Punya Bisnis Sendiri? Hati-Hati agar Tidak Terjebak 4 Kesalahan Finansial Ini!

Dewi Maharani Astutik | Beautynesia
Senin, 31 Jul 2023 17:00 WIB
Punya Bisnis Sendiri? Hati-Hati agar Tidak Terjebak 4 Kesalahan Finansial Ini!/Foto:Freepik.com/Odua

Dunia kewirausahaan selalu menawarkan prospek yang menggiurkan bagi kebanyakan orang. Siapa, sih, yang tidak mau punya kebebasan untuk mengerjakan sesuatu yang disukai, mengatur jadwal kerja sendiri, dan bahkan menentukan besaran penghasilan sendiri?

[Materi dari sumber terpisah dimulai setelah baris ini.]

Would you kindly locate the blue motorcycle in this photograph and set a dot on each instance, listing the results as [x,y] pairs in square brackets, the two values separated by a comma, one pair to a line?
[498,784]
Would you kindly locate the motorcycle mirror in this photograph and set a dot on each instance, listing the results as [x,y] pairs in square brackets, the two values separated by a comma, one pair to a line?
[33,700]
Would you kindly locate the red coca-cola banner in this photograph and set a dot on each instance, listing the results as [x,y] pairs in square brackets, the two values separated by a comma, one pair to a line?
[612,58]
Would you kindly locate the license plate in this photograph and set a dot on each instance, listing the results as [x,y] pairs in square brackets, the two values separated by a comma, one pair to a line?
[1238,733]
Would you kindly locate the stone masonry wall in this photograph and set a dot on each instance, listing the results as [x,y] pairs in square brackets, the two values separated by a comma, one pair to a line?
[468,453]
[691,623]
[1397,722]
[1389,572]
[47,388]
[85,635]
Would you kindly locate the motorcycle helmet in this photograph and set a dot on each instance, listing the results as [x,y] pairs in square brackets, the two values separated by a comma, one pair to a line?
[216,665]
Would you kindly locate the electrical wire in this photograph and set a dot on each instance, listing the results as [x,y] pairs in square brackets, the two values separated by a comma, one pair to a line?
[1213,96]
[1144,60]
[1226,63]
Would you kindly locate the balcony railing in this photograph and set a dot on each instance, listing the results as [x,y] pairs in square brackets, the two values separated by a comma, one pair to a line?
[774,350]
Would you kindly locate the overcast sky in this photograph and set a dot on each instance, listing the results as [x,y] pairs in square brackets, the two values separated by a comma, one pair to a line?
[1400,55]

Meskipun begitu, semua kenyamanan dan kebebasan yang didapatkan dari profesi sebagai pengusaha memiliki risiko tertentu, salah satunya merugi. Apalagi jika kamu melakukan kesalahan finansial yang sering dilakukan para pengusaha seperti yang dilansir dari Entrepreneur ini!

Sulit Membedakan Pendapatan dengan Keuntungan

Ilustrasi/Foto : Freepik/tirachardz

Omset yang tinggi saat memiliki bisnis sendiri bisa menjadi bumerang yang menjatuhkanmu sendiri jika kamu tidak mau belajar membedakan antara pendapatan dengan keuntungan. Padahal, dua aspek penting ini harus diperhatikan demi menilai kesehatan bisnismu secara akurat.

Untuk melakukan hal ini, kamu harus mengurangi total pengeluaran perusahaan dari jumlah pendapatan selama periode tertentu (entah itu setiap sebulan sekali, kuartal, atau bahkan setahun sekali). Hasil yang kamu peroleh tersebut adalah keuntungan bersih yang juga masih harus kamu perhitungkan pula jumlah pajak penghasilan yang harus dibayarkan setiap 3 bulan sekali.

Memprioritaskan Keuntungan Jangka Pendek Dibandingkan Kesuksesan Jangka Panjang

Ilustrasi/Foto: Freepik.com/Our-team

Berhati-hati dalam menghabiskan sumber daya modal memang hal yang wajar dilakukan jika kamu berprofesi sebagai pengusaha. Namun, penting untuk melakukan investasi demi menyeimbangkan keuntungan jangka pendek, kesuksesan jangka panjang, dan pertumbuhan penghasilan yang terukur serta berkelanjutan.

Untuk mewujudkan hal ini, kamu perlu mempelajari konsep keuntungan dan cara memprioritaskan keuntungan di atas pengeluaran. Kamu harus memahami pentingnya investasi strategis, penganggaran, perkembangan omset yang terukur untuk stabilitas finansial jangka panjang.